All of this will mean patients will get better care and the hospital will be able to see more people.
Q; How many beds will there be?
The new Hillingdon hospital will have 489 beds compared to 484 currently (this doesn’t include beds at Mount Vernon) and the overall floor space will increase by about 40 per cent more space. The most important improvement will be that services and departments will link up more closely (see above)
Q: How many wards will there be?
The exact number of wards is still to be determined. Regardless of the final number, we will use what we have learned from the pandemic and have more isolation rooms. This will mean that if there is an infection outbreak such as norovirus, we should always be able to keep more wards open.
Q: What facilities will be improved for staff and patients? (i.e. Restaurants, environment, gardens, staff facilities, shops)
The new hospital will be much easier to navigate with services located together where needed. This will be a big improvement on the current hospital, which can feel a bit like a maze and is difficult to get around.
At the same time, the new hospital will have welcoming home-from-home, wards with a big emphasis on natural light and views. In-patient floors will be higher up to maximise natural light and to provide views. Areas of high footfall such as the urgent and emergency care department and out-patients will be on lower floors to enable easy access. As part of the overall master plan for the site, we are also proposing to add in new amenities and significant extra green space. This will provide genuinely new, improved spaces for local people, staff and patients.
Q: Why not make the hospital much larger with more services for the future?
The new hospital is much larger than the current one with about 40 per cent more floor space and a small increase in beds numbers. There is also space safeguarded for potential expansion should it be needed.
Q: Are there plans to introduce further clinical services on the site once the new building has been constructed? (will any new specialist services move to the new hospital?)
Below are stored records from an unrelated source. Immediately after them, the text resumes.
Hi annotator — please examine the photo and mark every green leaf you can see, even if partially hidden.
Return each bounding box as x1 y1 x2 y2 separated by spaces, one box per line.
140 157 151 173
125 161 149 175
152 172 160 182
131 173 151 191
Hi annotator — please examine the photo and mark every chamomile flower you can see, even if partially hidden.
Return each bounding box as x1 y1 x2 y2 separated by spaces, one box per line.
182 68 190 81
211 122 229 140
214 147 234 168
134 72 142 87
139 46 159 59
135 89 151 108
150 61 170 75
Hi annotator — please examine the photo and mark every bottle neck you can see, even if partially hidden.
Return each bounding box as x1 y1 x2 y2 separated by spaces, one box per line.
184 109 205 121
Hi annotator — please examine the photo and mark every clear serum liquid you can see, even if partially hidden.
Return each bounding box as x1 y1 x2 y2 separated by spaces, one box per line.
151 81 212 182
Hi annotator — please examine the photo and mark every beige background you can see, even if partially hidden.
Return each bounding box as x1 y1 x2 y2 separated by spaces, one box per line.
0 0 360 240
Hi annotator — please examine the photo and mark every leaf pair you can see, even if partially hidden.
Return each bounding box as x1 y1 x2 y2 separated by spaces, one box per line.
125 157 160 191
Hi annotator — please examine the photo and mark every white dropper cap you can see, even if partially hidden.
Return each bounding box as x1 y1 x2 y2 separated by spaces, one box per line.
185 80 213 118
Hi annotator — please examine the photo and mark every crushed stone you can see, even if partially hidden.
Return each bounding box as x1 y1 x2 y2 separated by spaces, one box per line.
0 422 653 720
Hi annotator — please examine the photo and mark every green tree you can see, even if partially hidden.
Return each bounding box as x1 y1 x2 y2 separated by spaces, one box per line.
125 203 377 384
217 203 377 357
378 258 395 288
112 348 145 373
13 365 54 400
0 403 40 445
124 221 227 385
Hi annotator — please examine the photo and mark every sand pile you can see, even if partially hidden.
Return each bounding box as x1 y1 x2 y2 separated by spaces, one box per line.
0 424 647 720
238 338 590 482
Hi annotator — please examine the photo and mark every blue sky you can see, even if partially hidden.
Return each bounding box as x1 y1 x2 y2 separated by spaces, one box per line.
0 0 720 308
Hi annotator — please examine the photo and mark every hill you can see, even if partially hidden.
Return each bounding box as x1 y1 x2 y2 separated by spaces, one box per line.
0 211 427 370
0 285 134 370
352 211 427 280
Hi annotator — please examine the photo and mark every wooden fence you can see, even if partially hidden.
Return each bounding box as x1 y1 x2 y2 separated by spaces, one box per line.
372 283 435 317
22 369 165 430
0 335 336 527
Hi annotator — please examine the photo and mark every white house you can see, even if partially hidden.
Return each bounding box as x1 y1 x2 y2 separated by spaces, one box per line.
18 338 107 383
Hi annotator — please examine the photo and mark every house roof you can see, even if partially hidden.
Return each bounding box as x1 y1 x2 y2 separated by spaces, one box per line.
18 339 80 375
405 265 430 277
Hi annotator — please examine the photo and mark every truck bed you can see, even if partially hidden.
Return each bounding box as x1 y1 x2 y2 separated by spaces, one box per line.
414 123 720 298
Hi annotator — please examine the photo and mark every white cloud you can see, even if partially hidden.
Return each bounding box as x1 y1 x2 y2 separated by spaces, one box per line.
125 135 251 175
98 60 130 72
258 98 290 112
The same range of services will be available in the new hospital as in the current one. All the services that a hospital of this type needs will be in the new facility. There is an area safeguarded as part of the plans that can be used for expansion if needed. As well as allowing for physical expansion, the new hospital will allow for the latest digital technologies too so we can offer more seamless care and manage patient flows better.
Q: Are there plans for a new birth centre?
Yes, there will be as part of the new midwife-led unit that will be co-located with the maternity department. Co-locating a midwife-led unit with the maternity department so all the specialties are on hand if needed follows modern best practice. The birthing unit will have features similar to other modern units such as birth pools and ensuite facilities.